Nosso problema está na complexidade que Odair não consegue ver durante a partida, exceto quando escancarada, como no grenal, quando teve o intervalo da hidratação para corrigir. Parece que sem intervalo, Odair não consegue interferir no time, e no intervalo dos 45 minutos, o time volta pior.

O Palmeiras foi dois, um até o gol, outro depois. Um marcou na frente, pressionou pela posse da bola, mesmo sem saber o que fazer com ela, o outro se retrancou apostando na velocidade do Dudu, e nas faltas e contenção do meio pelo povoamento. Felipão na veia, tal qual Bob Fisher sacrificando a Rainha, mas Odair não viu.

Tanto não viu que tirou Nico, e depois Sarrafiore, e o Inter secou no único item que teria para vencer um time retrancado com qualidade, o chute. Sim, convido os leitores a um pequeno exercício de memória, para lembrar quando Edenilson, Patrick, Lindoso, Iago ou Zeca chutaram a gol de média distância. Acho que só recorrendo ao Deep Blue.
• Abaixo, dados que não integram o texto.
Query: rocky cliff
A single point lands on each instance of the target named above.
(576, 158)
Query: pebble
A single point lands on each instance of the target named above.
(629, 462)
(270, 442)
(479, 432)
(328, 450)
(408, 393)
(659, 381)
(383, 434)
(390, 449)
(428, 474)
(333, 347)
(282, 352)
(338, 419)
D’Alessandro entrou bem, mas lhe faltou companhia. Odair viu na possibilidade do passe em profundidade para a velocidade de Parede uma solução, só que o Palmeiras já tinha fechado essa porta logo depois do gol, mudou o jogo e Odair não viu, ou achou que Felipão iria começar o segundo tempo como o primeiro. Errou duas vezes.

Aí veio Sobis, também de forma incompreensível, pois sequer finalizou, embora seja sua característica. O Inter se transformou no espelho do Palmeiras, jogando por uma bola parada, confiando em Guerrero. É muito pouco. A ideia de que a bola vai entrar no gol adversário sem ninguém direciona-la para lá ainda persiste.

O ataque com 3 jogadores é insuficiente, não é de hoje. A revolução moderna do futebol, a laranja mecânica do Holanda mostrava como um volante atacava, e o maravilhoso time de Telê Santana mostrou como os laterais viraram bispos em vez de peões, mas Odair insiste em forçar retrancas com volantes, esperando deles uma jogada de linha de fundo.

Essa filosofia de atacar com 3, defender com 7, consagra qualquer neófito de meio de tabela, nunca fará um campeão. Atacar com peões é mais difícil, o time precisa de mais cavalos, mais rainhas, mais bispos, mais futebol, independentemente da posição que ocupem; mas, sobretudo, precisa de um Bob Fischer, um Kasparov, um Mequinho, um Karpov, e não a primeira versão do Deep Blue.

De positivo, espera-se que uma lição tenha sido aprendida, e o desempenho de Zeca e Moledo, mesmo com as falhas isoladas. Perder para o Palmeiras não é um problema, ficar com 65% de posse de bola e não finalizar, esse é um grande problema.

P.s.: depois que o co-irmão comemorou a derrota contra o Santos, nosso infeliz diretor diz que mais passes certos deveriam valer vitória. Vale só o registro, pois comentar levaria a palavras impublicáveis.